# Bear Kodiak Magnum



## CCGA (Feb 11, 2008)

I just wanted to share with you guys another bow that I got from my father.I have tried to find some history on this one by searching google but only get recent bows for sale.Anyone have any idea what year this bow may have been made?I couldnt find one that had the white on the face of it like this one.I shot it a few times yesterday which was quite the experience.Missed the target(block target) once at about 15 yards. Whats the best nock point for a recurve - level,high ???The bow doesnt have a nock point right now.I just eyeballed the arrow level and let her fly.I have always shot compounds but have really gotten the bug from reading you guys posts and seeing all the adventure pics(bunny hunt).Sorry for the long posts but it just kind of gets you going and then you dont know when to stop.


----------



## Al33 (Feb 11, 2008)

Here is an interesting link I found by using the search words "bow collecting". There were plenty of other hits also so you may want to do it yourself. Papalapin and others here have a good knowledge of bows so I am sure they will help you out also.

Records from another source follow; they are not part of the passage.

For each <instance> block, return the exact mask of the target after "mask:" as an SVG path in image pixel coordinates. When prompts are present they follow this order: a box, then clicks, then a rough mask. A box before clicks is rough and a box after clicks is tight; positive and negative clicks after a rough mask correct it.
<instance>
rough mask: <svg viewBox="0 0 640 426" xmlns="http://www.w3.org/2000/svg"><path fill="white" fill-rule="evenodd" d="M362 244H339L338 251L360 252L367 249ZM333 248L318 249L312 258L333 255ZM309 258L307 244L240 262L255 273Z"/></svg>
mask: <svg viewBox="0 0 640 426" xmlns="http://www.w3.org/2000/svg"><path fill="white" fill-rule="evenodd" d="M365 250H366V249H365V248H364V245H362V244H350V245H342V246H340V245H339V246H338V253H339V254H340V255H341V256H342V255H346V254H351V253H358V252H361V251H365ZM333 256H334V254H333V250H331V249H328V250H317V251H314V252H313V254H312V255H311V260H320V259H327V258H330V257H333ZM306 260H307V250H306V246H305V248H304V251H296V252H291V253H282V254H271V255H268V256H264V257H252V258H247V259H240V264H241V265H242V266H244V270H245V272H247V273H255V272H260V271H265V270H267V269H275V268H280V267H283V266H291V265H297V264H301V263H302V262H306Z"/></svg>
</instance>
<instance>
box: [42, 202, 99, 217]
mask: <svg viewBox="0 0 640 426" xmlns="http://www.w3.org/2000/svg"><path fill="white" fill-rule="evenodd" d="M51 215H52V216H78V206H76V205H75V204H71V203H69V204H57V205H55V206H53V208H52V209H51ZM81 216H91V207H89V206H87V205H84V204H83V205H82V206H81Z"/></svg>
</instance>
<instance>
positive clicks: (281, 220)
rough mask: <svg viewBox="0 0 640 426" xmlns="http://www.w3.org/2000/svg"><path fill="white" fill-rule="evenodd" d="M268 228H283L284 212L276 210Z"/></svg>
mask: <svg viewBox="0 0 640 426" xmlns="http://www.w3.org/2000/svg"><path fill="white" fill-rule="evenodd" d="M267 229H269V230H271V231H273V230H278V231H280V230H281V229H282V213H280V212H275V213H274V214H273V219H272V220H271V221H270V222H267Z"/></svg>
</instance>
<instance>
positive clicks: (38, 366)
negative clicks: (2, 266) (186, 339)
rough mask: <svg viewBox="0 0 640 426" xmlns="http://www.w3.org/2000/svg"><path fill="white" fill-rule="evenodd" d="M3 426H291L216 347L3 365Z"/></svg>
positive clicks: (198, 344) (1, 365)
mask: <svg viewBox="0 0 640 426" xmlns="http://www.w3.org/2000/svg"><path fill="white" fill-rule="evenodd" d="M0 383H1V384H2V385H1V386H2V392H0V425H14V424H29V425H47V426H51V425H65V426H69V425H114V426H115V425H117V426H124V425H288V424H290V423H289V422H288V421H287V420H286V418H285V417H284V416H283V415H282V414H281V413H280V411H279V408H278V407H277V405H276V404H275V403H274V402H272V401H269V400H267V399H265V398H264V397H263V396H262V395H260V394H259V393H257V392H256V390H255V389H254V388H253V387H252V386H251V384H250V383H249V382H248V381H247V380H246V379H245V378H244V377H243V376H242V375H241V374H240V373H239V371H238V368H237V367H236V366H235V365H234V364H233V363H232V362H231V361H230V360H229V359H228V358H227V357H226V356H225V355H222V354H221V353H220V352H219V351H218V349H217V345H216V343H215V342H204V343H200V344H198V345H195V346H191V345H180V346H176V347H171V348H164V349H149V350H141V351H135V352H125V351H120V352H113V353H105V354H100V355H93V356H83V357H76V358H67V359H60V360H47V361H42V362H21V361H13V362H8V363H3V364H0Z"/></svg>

http://www.stickbow.com/stickbow/Collector/beararchery/index.html


----------



## hogdgz (Feb 11, 2008)

Nice bow, with alot of sentimental value.


----------



## CCGA (Feb 11, 2008)

*Thanks AL33*

Thanks a lot Al. Based on the link you provided the best I can figure the bow was made between 1972 and 1977. Thats about as close as I can get it.It has the raised medallion on it and the info said the Kodiak magnum was made up to 1977.It can still sling a stick down range with a good bit of authority. In case this may help anyone else narrow down the year there are two decals - one on each limb. Top limb says BEAR Glass Powered Kodiak Magnum on it and the lower limb has the Grayling Michigan stamp with only one patent # listed. It is 52" @ 50lbs.


----------



## Arrow Flinger (Feb 12, 2008)

I bought one new in 1974.   I worked all summer to come up the the $75 selling price.


----------



## Smokey (Feb 12, 2008)

Hey CCGA, I've got the same bow.  Check out this link.
http://forums.gon.com/showthread.php?t=163553


----------